Goldman Sachs Sees Iran War Inflation Risk Centered on Energy, Not Supply Chains
Goldman economists said the Iran war's inflation hit looks nothing like 2022, with oil up 70% this year but supply chains so far holding.

Goldman Sachs economists drew a sharp distinction between the current oil shock and the pandemic-era inflation surge, arguing that the inflationary damage from the Iran war is concentrated in energy rather than spreading through the broader global supply chain.
"Today's shock is more narrowly concentrated in the energy sector, whereas the energy price increases in 2022 were only one aspect of a much broader global supply chain crisis and inflation surge," Goldman's economists wrote. The bank revised its global growth forecast down to 2.6% from 2.9% before the war, and now expects headline inflation of 2.9% on a fourth-quarter basis. Goldman estimates the oil price surge could reduce global GDP by roughly 0.3% and raise headline inflation by 0.5 to 0.6 percentage points over the next year.
The scale of the supply disruption is historically unprecedented. Goldman's commodity desk, in a note by Michael Struyven and colleagues dated March 1, put the hit to Persian Gulf exports at 16.2 million barrels per day on a four-day moving average basis, which the bank described as the largest supply shock on record, exceeding production losses from the 1973 oil embargo, the 1980 Iran-Iraq War, and the 1990 Iraqi invasion of Kuwait. Crude oil futures climbed more than 70% this year following U.S. and Israeli strikes on Iran, with Brent trading around $105 per barrel and West Texas Intermediate near $99.50 in early trade.
"Due to uncertainty around the duration of the largest oil supply shock on record... oil prices are likely to trend higher over that period until the market gains confidence a lengthy disruption is unlikely," Struyven said. Goldman's base case assumes the Strait of Hormuz begins recovering on March 21, but the bank noted that every additional day of depressed flows adds non-linear upside to prices. If Strait flows remain at current levels through the end of March, Goldman estimated daily oil prices could exceed the 2008 peak of $145 per barrel.

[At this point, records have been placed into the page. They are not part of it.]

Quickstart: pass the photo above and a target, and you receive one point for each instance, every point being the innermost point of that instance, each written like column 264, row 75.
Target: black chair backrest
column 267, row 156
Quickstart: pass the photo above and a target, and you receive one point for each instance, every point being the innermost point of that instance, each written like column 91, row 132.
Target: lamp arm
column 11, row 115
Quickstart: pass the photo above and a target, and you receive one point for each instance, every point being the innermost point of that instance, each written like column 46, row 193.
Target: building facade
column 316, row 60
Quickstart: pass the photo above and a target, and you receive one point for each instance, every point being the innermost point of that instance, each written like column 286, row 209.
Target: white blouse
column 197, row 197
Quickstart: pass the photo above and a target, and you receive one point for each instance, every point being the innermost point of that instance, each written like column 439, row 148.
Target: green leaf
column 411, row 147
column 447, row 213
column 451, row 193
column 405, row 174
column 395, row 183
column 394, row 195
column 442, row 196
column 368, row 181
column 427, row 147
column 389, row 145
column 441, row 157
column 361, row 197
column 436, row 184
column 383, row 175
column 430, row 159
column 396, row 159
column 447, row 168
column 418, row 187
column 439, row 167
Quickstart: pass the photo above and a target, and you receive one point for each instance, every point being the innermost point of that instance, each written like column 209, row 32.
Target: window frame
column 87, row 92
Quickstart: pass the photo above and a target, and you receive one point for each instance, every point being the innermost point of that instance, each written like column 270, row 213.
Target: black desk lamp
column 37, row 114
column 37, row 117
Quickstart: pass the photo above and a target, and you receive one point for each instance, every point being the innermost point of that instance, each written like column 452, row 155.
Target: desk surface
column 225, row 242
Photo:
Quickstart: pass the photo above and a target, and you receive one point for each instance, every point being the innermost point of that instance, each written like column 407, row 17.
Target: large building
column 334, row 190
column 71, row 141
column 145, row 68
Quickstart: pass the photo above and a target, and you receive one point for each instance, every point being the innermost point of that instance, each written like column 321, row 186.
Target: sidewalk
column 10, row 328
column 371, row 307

The U.S. inflation picture reflected the pressure directly. Goldman revised its forecast for the December 2026 Personal Consumption Expenditure index to 2.9%, up from a prior estimate of 2.1%, directly citing rising crude oil prices. The bank's sensitivity analysis found that a sustained 10% increase in oil prices raises headline PCE inflation by roughly 0.2 percentage points while shaving 0.1 percentage points from GDP growth, a combination that creates difficult conditions for monetary policy. Higher crude-driven inflation could force the Federal Reserve to delay further rate cuts if price pressures persist.

Goldman CEO David Solomon acknowledged the market's response had been "more benign, given the magnitude of this" than expected. The relatively contained financial reaction reflected a market view that spare pipeline capacity offered a physical buffer and that limited non-energy trade between Gulf economies and the rest of the world reduced the risk of pandemic-style logistics disruptions. Goldman said supply chains "should hold up."
Other institutions painted a starker picture of potential downside. Bloomberg Economics calculated that about 20% of global oil supply passes through the Strait of Hormuz and estimated that a 1% drop in supply pushes oil prices up by about 4%, suggesting a multi-month closure could raise prices by 80% from pre-war levels to around $108 a barrel. Oxford Economics expected UK and eurozone inflation to end the year 0.5 to 0.6 percentage points higher than previously forecast. IMF Managing Director Kristalina Georgieva told Bloomberg that a 10% increase in energy prices sustained for a year would push global inflation up 40 basis points and slow global growth by 0.1 to 0.2 percentage points, a more severe sensitivity than Goldman's own model.
Lord Jim O'Neill, the former chief economist of Goldman Sachs Asset Management, cautioned that the geopolitical backdrop made any single-variable analysis difficult. "It's not like this war has started with the world in a settled place," he said. Iran's retaliatory strikes on Kuwait, Dubai, Saudi Arabia, and Azerbaijan have raised concerns about a broader regional realignment, while Donald Trump's pledge to protect tankers navigating the Strait has added another layer of policy uncertainty to the price outlook. Gold, a traditional conflict hedge, rose 2.3% after the Iran escalation began on February 28, trading near $5,246 per ounce as of March 1 according to Kitco spot price data.
The final macro outcome, Goldman's analysis made clear, hinges almost entirely on how long the Strait of Hormuz remains restricted.